Each month when the household gets its bill, it can see how much CO2 it produced (heating oil providers would need to send this information to the utility). Then those above the average are taxed for the CO2 emissions, while those below receive a credit. The tax and credit rates can becoming increasingly large the further one is away from the average. (Note that Glaeser and Kahn (2010) assume, based on research, that the estimated externality cost per household is about $50 per metric ton).
Just as importantly, the bill would promote possible means for property owners to reduce their carbon taxes (or increase their credits), such as through the purchasing of green energy from the utility, the installation of solar panels, or increased housing insulation.
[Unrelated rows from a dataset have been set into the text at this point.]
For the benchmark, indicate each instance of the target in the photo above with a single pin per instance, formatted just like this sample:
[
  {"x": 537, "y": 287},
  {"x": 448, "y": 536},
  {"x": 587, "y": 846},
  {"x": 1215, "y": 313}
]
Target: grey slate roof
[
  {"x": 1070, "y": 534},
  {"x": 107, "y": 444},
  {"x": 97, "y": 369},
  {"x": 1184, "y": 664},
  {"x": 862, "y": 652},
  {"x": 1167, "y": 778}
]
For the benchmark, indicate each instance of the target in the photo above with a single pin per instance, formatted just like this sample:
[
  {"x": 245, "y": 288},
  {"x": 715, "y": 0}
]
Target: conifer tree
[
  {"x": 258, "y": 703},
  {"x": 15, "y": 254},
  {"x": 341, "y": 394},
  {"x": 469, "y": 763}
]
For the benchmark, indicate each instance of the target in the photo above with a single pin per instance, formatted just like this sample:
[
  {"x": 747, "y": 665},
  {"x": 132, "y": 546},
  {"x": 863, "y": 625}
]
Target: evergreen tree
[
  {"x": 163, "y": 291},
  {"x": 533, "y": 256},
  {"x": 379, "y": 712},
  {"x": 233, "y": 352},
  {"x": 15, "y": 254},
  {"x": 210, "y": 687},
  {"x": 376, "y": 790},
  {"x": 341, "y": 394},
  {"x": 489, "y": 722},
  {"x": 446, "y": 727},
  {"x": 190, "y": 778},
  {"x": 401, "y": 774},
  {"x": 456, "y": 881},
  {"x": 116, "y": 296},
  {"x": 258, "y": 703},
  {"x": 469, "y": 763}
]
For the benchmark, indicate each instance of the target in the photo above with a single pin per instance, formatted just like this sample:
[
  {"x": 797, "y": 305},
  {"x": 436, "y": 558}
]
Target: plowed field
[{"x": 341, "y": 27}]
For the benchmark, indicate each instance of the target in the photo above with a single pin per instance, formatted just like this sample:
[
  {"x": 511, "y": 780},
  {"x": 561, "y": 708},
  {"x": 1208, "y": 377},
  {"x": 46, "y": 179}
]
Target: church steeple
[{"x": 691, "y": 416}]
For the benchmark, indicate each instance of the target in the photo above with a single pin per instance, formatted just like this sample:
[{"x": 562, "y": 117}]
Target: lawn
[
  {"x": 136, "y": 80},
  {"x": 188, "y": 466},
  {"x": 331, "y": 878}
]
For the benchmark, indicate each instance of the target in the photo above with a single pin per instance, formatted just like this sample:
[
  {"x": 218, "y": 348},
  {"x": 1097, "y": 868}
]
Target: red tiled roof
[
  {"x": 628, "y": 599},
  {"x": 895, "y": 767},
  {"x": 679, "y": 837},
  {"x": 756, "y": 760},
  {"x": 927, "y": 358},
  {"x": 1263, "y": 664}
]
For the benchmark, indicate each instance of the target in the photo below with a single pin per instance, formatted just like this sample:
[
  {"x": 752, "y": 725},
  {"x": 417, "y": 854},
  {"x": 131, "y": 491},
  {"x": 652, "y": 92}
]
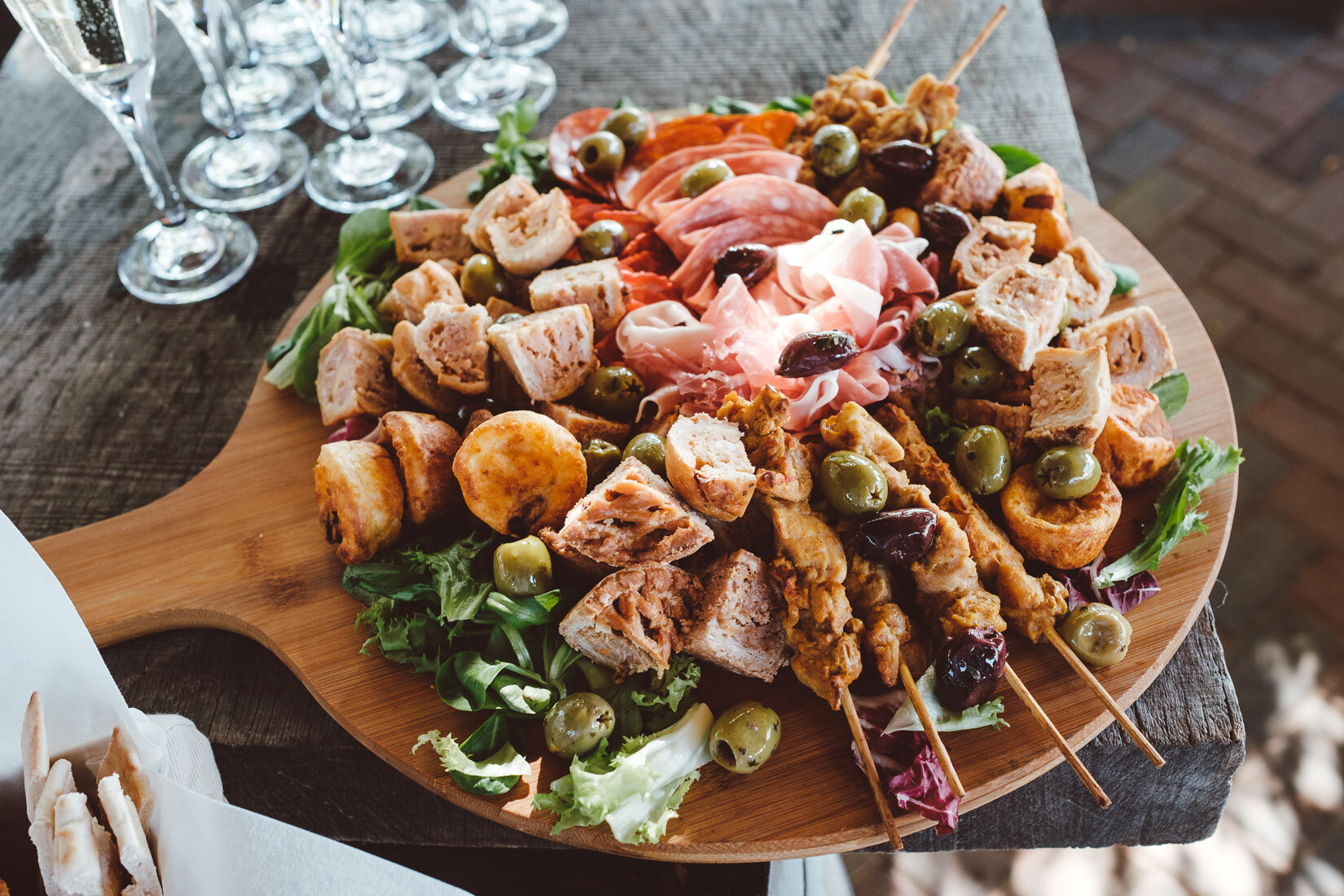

The key point is that wealthy suburbanites with large, inefficient houses will be more heavily penalized for their externalities; while the efficient houses or those living densely will be rewarded. It will encourage the heavy emitters to reduce their footprints or pay for their harm. And, after, say two years, the “cap” can be lowered to incentivize further reductions.
The Bill of Sale
While this plan will not likely lead to the wholesale realignment of land use or density throughout urban areas, it would be a start toward making people pay for the cost of their actions—and can be done in a way that is, relatively speaking, politically palatable.
Devastating Hurricanes like Katrina, Sandy, and Harvey come and go, and we quickly forget about the destruction. But a bill sent every month telling you how you are contributing to climate change should help make a difference.